La “O.P San Basso” intende adottare una serie di misure che vanno nella direzione indicata, peraltro indicate nell’art. 8 dello stesso Regolamento, quali:
a) adeguare la produzione alle esigenze di mercato;
b) canalizzare l’offerta e la commercializzazione dei prodotti;
c) promuovere i prodotti della pesca e dell’acquacoltura dell’Unione dei loro aderenti in modo non discriminatorio servendosi, ad esempio, della certificazione dei prodotti, e, in particolare, di denominazioni di origine, marchi di qualità, denominazioni geografiche, specialità tradizionali garantite e meriti dei prodotti in termini di sostenibilità;
d) promuovere programmi di formazione professionale e di cooperazione al fine di incoraggiare i giovani ad entrare nel settore;
f) ridurre l’impatto ambientale della pesca, anche mediante misure volte a migliorare la selettività degli attrezzi da pesca;
g) promuovere l’uso della tecnologia dell’informazione e della comunicazione per migliorare la commercializzazione ed i prezzi;
h) agevolare l’accesso dei consumatori all’informazione sui prodotti della pesca e dell’acquacoltura.

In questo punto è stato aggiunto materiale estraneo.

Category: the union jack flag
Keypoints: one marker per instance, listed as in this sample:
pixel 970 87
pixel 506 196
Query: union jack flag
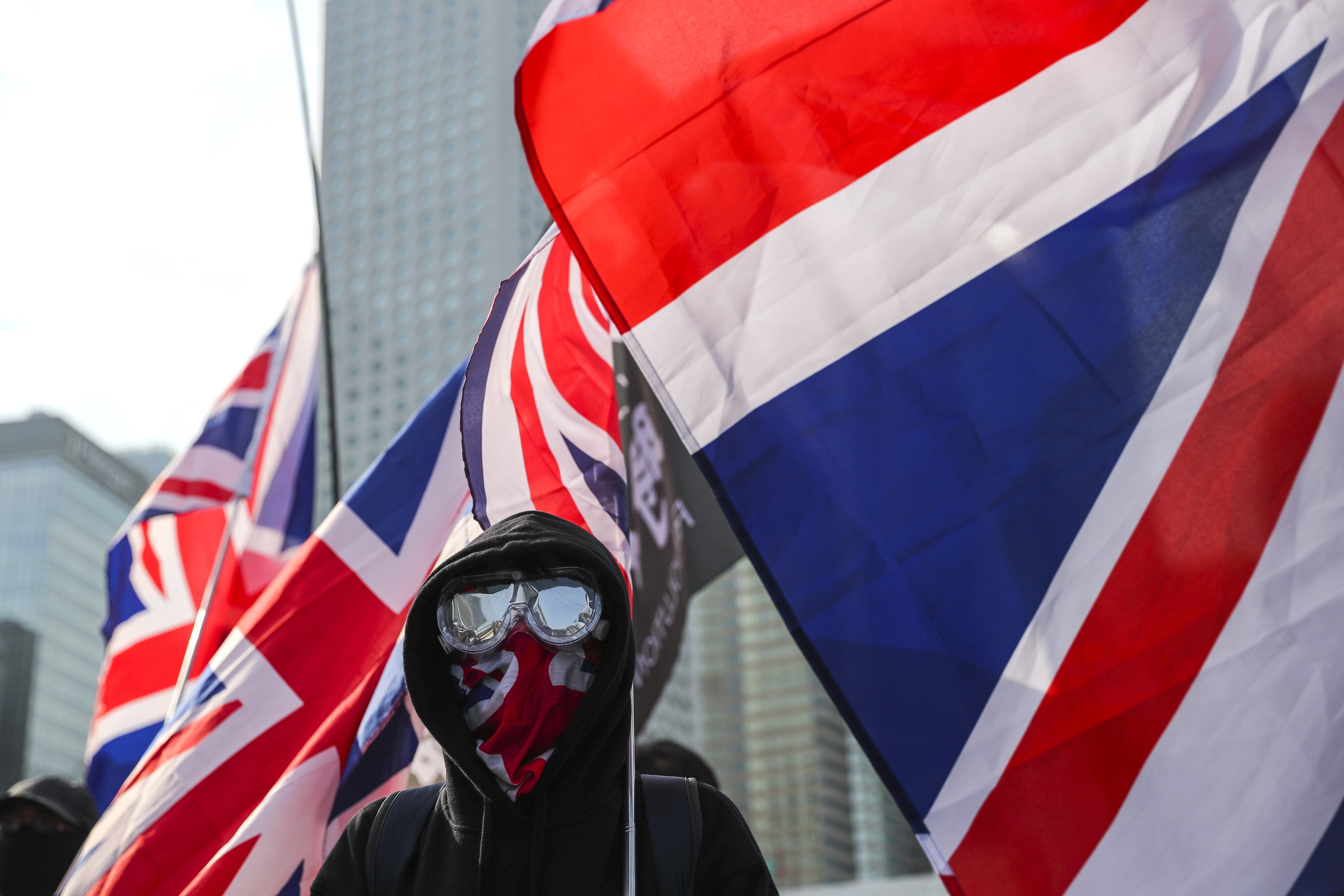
pixel 255 459
pixel 300 718
pixel 541 422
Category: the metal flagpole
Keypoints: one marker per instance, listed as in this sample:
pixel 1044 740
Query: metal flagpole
pixel 629 805
pixel 211 586
pixel 322 257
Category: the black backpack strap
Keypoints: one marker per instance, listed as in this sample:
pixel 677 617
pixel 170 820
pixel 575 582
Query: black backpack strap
pixel 672 813
pixel 397 829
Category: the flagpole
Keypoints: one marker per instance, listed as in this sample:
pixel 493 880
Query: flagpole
pixel 207 601
pixel 322 256
pixel 629 805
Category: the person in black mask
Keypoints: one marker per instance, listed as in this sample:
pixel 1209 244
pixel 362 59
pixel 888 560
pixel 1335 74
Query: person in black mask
pixel 519 659
pixel 44 821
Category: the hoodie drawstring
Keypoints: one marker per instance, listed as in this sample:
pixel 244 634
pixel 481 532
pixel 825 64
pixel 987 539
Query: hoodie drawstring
pixel 484 854
pixel 538 844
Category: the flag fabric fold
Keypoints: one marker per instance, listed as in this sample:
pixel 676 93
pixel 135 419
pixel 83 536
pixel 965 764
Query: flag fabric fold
pixel 1010 338
pixel 253 460
pixel 541 422
pixel 300 716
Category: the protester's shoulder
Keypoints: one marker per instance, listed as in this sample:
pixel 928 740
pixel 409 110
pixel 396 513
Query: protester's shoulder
pixel 730 860
pixel 721 813
pixel 343 871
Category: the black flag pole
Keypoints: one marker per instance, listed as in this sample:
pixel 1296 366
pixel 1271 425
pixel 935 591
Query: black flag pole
pixel 322 256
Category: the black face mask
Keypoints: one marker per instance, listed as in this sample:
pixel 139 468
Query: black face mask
pixel 33 863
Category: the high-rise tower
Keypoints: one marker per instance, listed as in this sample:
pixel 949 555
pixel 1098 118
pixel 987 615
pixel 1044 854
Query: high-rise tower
pixel 427 198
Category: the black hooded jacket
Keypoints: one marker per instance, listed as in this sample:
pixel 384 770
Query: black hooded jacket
pixel 568 836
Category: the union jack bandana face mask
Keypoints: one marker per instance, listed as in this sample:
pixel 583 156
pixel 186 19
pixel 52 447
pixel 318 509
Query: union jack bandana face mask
pixel 521 698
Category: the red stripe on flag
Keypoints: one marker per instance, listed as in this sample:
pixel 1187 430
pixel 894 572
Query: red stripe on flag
pixel 148 559
pixel 197 488
pixel 183 741
pixel 142 670
pixel 198 543
pixel 667 138
pixel 544 473
pixel 583 378
pixel 1184 569
pixel 253 375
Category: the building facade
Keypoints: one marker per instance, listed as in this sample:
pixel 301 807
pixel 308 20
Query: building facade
pixel 62 499
pixel 742 695
pixel 427 199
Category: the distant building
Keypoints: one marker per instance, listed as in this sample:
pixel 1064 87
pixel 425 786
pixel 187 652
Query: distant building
pixel 148 463
pixel 62 499
pixel 427 199
pixel 884 843
pixel 744 696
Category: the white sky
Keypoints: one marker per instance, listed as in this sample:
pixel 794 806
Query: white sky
pixel 155 205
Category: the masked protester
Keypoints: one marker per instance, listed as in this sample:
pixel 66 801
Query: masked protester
pixel 519 659
pixel 44 821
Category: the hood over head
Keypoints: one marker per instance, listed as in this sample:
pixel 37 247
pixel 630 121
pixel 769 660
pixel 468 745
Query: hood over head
pixel 588 762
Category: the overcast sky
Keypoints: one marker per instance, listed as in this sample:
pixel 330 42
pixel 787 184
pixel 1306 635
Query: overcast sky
pixel 155 205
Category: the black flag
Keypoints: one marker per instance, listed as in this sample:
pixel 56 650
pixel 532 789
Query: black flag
pixel 679 537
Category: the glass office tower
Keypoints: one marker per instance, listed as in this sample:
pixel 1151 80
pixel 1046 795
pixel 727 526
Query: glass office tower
pixel 427 198
pixel 62 499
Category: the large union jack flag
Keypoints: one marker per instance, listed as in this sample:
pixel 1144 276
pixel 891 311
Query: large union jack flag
pixel 255 460
pixel 1010 335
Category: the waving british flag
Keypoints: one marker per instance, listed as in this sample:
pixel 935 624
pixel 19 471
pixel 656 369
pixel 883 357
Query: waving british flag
pixel 299 718
pixel 253 461
pixel 1010 334
pixel 541 422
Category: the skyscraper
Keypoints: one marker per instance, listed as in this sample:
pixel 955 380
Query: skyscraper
pixel 62 499
pixel 744 696
pixel 427 198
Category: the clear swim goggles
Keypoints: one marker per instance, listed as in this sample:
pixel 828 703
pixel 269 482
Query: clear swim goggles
pixel 560 608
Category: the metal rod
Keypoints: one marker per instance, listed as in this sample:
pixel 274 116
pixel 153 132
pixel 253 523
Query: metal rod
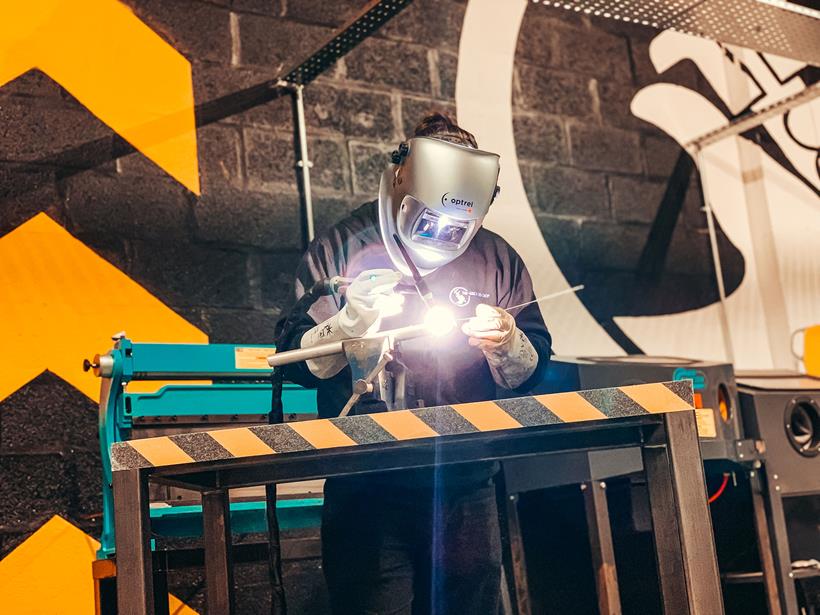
pixel 710 223
pixel 326 350
pixel 303 164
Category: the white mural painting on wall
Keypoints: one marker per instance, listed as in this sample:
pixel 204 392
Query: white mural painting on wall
pixel 770 213
pixel 484 103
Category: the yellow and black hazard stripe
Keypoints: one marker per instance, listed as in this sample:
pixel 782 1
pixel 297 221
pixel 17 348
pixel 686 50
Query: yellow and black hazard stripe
pixel 457 419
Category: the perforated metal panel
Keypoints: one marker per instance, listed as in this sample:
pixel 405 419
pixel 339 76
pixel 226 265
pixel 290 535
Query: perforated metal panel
pixel 770 26
pixel 370 19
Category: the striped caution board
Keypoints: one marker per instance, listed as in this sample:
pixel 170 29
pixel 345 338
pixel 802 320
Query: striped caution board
pixel 402 425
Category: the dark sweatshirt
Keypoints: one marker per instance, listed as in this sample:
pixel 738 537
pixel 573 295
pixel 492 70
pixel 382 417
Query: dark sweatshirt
pixel 445 370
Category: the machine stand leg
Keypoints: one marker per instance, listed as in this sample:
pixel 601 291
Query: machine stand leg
pixel 216 534
pixel 135 579
pixel 515 566
pixel 682 527
pixel 764 545
pixel 779 540
pixel 601 548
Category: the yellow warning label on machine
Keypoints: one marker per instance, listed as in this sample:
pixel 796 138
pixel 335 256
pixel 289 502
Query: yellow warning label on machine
pixel 705 418
pixel 252 358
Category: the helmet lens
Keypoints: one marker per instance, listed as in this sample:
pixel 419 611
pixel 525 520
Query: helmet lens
pixel 441 232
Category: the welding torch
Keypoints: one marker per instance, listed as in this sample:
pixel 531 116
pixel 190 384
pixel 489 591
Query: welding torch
pixel 431 326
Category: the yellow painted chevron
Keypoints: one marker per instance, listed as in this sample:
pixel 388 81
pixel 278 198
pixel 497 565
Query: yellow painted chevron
pixel 160 451
pixel 655 398
pixel 116 66
pixel 321 433
pixel 60 302
pixel 486 416
pixel 403 425
pixel 51 573
pixel 570 407
pixel 241 442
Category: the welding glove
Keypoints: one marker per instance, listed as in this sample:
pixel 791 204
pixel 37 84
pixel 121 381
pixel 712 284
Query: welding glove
pixel 369 296
pixel 510 354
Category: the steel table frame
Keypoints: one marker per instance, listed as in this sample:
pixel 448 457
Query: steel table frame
pixel 684 546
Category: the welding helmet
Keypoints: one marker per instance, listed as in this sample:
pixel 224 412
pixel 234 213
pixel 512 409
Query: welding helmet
pixel 434 198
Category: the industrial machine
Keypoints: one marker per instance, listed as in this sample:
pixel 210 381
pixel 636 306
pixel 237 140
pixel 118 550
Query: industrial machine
pixel 230 386
pixel 783 411
pixel 213 386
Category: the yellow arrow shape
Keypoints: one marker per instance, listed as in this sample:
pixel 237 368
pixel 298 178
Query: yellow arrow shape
pixel 60 302
pixel 116 66
pixel 50 572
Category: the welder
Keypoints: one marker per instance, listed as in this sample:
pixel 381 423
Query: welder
pixel 420 541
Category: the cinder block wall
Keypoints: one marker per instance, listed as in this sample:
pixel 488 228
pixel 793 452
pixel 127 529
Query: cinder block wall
pixel 225 260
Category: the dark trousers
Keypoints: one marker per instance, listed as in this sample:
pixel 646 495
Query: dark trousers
pixel 393 551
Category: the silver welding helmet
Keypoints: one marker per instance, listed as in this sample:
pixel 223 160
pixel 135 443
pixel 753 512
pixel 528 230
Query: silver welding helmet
pixel 434 197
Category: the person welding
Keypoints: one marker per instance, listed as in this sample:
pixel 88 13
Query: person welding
pixel 420 540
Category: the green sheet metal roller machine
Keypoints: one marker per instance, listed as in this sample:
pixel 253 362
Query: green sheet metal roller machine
pixel 236 392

“Alle Organizzazioni Produttori della Pesca – dichiara il Presidente Basso Cannarsa – la Comunità Europea riserva un ruolo di primaria importanza per il perseguimento dei suoi obiettivi, purtroppo in Italia non si è ancora presa “piena coscienza” di ciò, ma è solo attraverso le Organizzazioni di Produttori che sarà possibile affrontare in modo risolutivo i problemi della pesca, ovvero con la concertazione diretta con i pescatori.
La O.P. San Basso, a dispetto della sua giovane età, ha già raggiunto un’importante maturità, con soci consapevoli e responsabili in grado di comprendere che è solo attraverso una gestione ecosostenibile ambientale della risorsa marina e l’attuazione di un Piano Locale di Gestione condiviso tra tutti gli operatori della pesca che sarà possibile invertire questa tendenza economica negativa del settore ittico.
Il Vice Presidente Marino Recchi ricorda come la “OP San Basso” sia una società cooperativa aperta, felice di accogliere come soci tutti coloro i quali condividano tali obiettivi statutari.